Despite the Leveson Report, the Daily Mail’s brief flirtation with the Human Rights Act has not even lasted a month. This article by Home Affairs Correspondent Jack Doyle (Twitter: @jackwdoyle) is a weird one, even by the Mail’s standards. Here is the headline:
£500,000 a week in legal aid for prisoners’ human rights claims: YOU pay for them to seek easier life or early release
Clear, right? We are apparently spending £26m per year on prisoners’ human rights claims. And here is the first line:
Taxpayers are handing nearly £500,000 a week in legal aid to prisoners to help them make human rights claims.
That’s sounds like a lot of money to spend on prisoners’ human rights claims! But wait, there’s more…
The basis of the article is a freedom of information request about the amount of legal aid provided to prisoners in each of the last four years.

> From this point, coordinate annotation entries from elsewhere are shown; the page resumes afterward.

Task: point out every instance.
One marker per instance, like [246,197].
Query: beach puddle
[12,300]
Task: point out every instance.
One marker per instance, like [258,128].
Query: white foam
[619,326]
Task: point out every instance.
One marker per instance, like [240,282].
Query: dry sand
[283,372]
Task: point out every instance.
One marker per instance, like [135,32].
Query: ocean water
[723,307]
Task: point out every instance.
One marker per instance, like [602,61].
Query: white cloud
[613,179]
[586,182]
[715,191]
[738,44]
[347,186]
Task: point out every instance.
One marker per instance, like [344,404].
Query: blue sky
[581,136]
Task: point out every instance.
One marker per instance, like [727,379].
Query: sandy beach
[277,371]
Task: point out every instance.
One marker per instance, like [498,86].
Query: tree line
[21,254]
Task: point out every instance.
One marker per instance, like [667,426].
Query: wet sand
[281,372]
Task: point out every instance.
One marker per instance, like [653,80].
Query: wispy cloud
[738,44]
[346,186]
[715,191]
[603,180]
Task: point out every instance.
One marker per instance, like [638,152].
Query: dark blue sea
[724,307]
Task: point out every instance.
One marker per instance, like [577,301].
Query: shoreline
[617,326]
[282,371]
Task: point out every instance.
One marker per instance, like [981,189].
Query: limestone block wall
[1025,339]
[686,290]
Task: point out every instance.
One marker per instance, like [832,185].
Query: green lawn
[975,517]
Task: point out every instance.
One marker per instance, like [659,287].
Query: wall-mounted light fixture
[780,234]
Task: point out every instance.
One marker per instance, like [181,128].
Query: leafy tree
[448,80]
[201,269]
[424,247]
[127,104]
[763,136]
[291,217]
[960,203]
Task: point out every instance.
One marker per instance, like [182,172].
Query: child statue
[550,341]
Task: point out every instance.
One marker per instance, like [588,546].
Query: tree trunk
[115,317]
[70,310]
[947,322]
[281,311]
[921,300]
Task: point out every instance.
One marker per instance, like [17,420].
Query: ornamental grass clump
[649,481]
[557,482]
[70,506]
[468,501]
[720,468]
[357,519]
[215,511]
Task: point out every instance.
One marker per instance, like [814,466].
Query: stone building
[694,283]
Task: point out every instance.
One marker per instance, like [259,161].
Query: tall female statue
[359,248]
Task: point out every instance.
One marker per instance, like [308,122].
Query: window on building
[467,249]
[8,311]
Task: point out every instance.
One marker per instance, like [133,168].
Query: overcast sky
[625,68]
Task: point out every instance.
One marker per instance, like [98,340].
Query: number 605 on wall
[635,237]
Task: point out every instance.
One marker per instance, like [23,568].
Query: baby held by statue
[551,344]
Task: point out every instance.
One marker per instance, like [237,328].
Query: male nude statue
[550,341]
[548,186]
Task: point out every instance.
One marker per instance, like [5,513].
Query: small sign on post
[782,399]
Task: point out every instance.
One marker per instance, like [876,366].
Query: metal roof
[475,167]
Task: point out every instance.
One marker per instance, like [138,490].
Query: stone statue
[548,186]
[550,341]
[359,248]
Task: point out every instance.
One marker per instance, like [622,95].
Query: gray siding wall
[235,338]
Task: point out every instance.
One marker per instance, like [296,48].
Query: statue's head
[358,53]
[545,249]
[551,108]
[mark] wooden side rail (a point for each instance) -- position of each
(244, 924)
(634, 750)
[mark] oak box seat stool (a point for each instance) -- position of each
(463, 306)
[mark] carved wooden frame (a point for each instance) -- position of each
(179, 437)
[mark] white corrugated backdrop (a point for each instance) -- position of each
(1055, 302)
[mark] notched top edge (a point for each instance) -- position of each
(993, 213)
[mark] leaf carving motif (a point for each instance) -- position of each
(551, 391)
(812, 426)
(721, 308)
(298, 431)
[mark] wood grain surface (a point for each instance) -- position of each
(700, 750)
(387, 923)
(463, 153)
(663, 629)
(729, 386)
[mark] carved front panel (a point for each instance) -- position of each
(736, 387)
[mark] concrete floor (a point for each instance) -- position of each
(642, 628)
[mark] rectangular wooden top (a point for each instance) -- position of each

In the last four years “convicts have been given more than £93million to help them demand early release from jail, compensation or softer treatment behind bars.” So maybe not all for human rights claims? Let’s read further:
A breakdown of the costs shows ‘free-standing advice and assistance’ for inmates cost nearly £53.6million over four years. Assistance at disciplinary hearings cost more than £12.6million and lawyers at Parole Board hearings cost more than £27million.
So, of the total £ 93,482,475 (which as the article says, is £449,435, not £500,000 per week), £39.6m (42% of the total) is spent on assistance at disciplinary and Parole Board hearings. Which is £188,762 of the £449,435 per week.
What of the remaining £260,673? That is for ‘free standing advice and assistance’. That could mean many things, including issues involving human rights. But it doesn’t mean human rights. It seems that the figures obtained by the Daily Mail don’t actually specify what proportion of the prisoners’ legal aid is spent on human rights claims.
So does that support the headline “£500,000 a week in legal aid for prisoners’ human rights claims“? Not even close. Maybe too much is being spent on prisoners’ human rights claims. Maybe not. This article has taken us precisely no further in answering that question.
Jack Doyle and the Daily Mail, on to the new year’s dishonours list and on the legal naughty step too for misrepresenting the figures and, again, blaming human rights law for something it hasn’t done. Or, as John Stewart might say, for causing an avalanche on a bulls$%t mountain.